A new strain of a polio-like virus is believed to be behind the alarming cases of paralysis reported in children across the US.
The virus called enterovirus C105 belongs to the same polio family of viruses and could be causing the paralysis. Some other viruses are also in the suspect list.
The condition, known as acute flaccid myelitis, leads to muscle weakness or paralysis of arms or legs and has been seen in 100 cases in 34 states.
Initially, a virus called enterovirus D68 (EV-D68) which causes respiratory illness was suspected to be causing the disease but with very few children testing positive for the virus, researchers were looking for other candidates as well.
A six-year-old girl with the acute flaccid myelitis symptoms tested positive for the C105 virus which was found in her respiratory tract.
Symptoms that began with a cold and fever left the child with arm pain that finally led to paralysis. The girl tested negative for EV-D68.

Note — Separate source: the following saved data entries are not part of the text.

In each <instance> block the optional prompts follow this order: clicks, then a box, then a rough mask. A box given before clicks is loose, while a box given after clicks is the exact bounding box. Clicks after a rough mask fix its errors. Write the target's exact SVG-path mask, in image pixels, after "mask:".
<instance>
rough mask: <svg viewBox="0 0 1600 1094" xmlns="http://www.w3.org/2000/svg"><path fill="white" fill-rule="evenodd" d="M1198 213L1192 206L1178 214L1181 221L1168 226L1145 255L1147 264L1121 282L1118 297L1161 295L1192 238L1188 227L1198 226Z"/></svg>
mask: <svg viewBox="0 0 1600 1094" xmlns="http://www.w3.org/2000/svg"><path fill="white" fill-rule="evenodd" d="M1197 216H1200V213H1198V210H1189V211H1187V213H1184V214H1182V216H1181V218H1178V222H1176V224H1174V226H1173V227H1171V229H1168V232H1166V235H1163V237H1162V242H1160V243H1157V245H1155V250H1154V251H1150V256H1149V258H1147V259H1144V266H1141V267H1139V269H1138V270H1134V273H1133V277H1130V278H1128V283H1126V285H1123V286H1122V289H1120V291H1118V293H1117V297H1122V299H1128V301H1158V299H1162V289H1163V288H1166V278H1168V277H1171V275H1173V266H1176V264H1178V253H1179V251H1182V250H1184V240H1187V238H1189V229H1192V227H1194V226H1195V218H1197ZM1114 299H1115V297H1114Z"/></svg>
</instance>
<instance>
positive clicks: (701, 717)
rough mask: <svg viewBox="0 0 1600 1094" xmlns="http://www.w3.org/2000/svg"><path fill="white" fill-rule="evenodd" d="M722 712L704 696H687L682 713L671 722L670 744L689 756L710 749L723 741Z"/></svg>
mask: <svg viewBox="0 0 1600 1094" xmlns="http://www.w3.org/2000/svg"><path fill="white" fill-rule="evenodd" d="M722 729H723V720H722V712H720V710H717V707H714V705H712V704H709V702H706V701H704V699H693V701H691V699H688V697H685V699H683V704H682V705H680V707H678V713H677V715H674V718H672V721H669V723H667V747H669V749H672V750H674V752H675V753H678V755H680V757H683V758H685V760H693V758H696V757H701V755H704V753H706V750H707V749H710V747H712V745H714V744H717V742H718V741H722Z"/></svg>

The study should make researchers aware that there is another virus out there that has this association with paralysis, said study co-author Dr Ronald Turner, a professor of paediatrics at the University Of Virginia School Of Medicine. "We probably shouldn't be quite so fast to jump to enterovirus D68 as the [only] cause of these cases," Turner told Live Science.
Hard to detect
The virus, being a new find as also adept at genetic variations, can be hard to detect, he said.
"The presence of this virus strain in North America may contribute to the incidence of flaccid paralysis and may also pose a diagnostic challenge in clinical laboratories," the researchers said in their study, to be published in the October issue of the journal Emerging Infectious Diseases.
However, the study does not prove conclusively the new virus causes paralysis as its presence was detected only in the respiratory tract and not in the spinal cord.
A virus in the respiratory tract may not necessarily cause paralysis, the researchers say.
A global initiative to eradicate poliomyelitis through routine vaccination has brought down the number of cases by more than 99% in 30 years, from an estimated 350,000 cases in 1988 to 650 reported cases in 2011. But major epidemics are still occurring.
More recently, researchers have traced polio outbreaks in the Republic of Congo to two genetic mutations in the virus.